Preschool Certification: Finding Your Way Through the Maze
Like working with children? You can become a preschool teacher.
You would be amazed at the incredible impact you can have as a preschool teacher that can influence children's entire future. But before you can step into the classroom, you need to obtain your state's preschool certification.
How? That's a bit of a challenge, but the results are worth it. Here's some advice to help you through the process.
Unfortunately, there are different types of preschool settings that require different forms of certification with different rules, even in the same state. Your town could well have Head Start, state-funded, school district-funded, and private preschool programs - each with different requirements for their teachers.
We'd love to list the requirements here, but there's simply too many. For instance:
- To teach in 33 state-funded programs in 27 states, you need a bachelor's degree.
- 12 programs in 10 states require a bachelor's degree for teachers in public settings but not those in nonpublic settings, like private or church schools
- In Denver, teachers in district schools must have both a bachelor's and a teaching license, but teachers in state-run programs in the same city only need a specific associate's degree (a Child Development Associates.)
For a better picture of this bewildering complexity, see our preschool policy report.
So, what can you do to get certified to teach preschool?
First, identify the type of preschool setting most interests you. Do you want to teach in a public or private preschool? Do you want one funded by the district, state or federal Head-Start program? They all have their different rules and regulations for teachers, and may differ in hours, salaries, and class sizes.
Once you've picked a type of setting, your next step is to discover its specific education requirements for certification. Talk to the director of the preschool or its human resources person about current and future rules. Be careful not to rely on what teachers tell you about their own degrees as requirements may have changed since they were hired.
Different preschool settings may require a specific college degree level—certificate, associate's, or bachelor's degree—and also could demand an early childhood major or specialization. You could have a master's degree in reading but still be asked to go back to school for a Child Development Associate's degree.

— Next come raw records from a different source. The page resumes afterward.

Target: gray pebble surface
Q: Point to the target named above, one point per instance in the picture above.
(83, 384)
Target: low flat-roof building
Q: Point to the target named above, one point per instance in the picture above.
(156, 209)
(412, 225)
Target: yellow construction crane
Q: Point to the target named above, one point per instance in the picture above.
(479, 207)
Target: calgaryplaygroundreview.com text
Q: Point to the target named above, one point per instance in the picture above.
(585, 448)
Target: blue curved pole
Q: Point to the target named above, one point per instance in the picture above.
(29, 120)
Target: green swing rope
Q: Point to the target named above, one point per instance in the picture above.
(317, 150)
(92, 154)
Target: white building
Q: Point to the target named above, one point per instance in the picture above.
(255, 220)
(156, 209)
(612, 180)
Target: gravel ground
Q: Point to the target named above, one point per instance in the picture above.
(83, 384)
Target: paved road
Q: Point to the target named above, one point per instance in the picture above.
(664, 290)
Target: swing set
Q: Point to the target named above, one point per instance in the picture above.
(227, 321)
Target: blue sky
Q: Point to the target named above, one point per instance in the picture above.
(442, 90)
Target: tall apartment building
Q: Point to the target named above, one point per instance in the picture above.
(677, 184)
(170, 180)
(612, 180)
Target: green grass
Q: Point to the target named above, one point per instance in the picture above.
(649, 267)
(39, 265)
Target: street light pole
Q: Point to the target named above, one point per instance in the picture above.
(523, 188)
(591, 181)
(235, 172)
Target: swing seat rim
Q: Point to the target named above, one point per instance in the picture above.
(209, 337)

Then, after learning your what level of education your prefered program wants from potential new employees, you need to decide where you want to go for your preschool degree. Generally, if you need an associate's degree look for a two-year community college or some state colleges, while state universities and private colleges can help with a bachelor's or master's. Of course, four-year programs leading to a bachelor's tend to be more expensive than two-year programs leading to an associate's degree.

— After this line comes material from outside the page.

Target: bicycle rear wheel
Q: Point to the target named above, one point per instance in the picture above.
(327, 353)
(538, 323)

For more advice on what to look for when considering teacher preparation programs, check out our previous post on how to best evaluate preschool training programs <link once it's up>.
Bear in mind that different preparation programs will charge different amounts of tuition and could have different policies on financial aid.The cheapest program may not be the least expensive after calculating their financial aid package.
Also, salaries differ and some types of preschool programs may pay more than others. So, in the long run, you may be better off obtaining a more expensive degree if it allows you to work at a better-paying program.
The preschool certification process can be challenging to navigate, but once you're standing in front of children in your own class, it will be 100 percent worth it!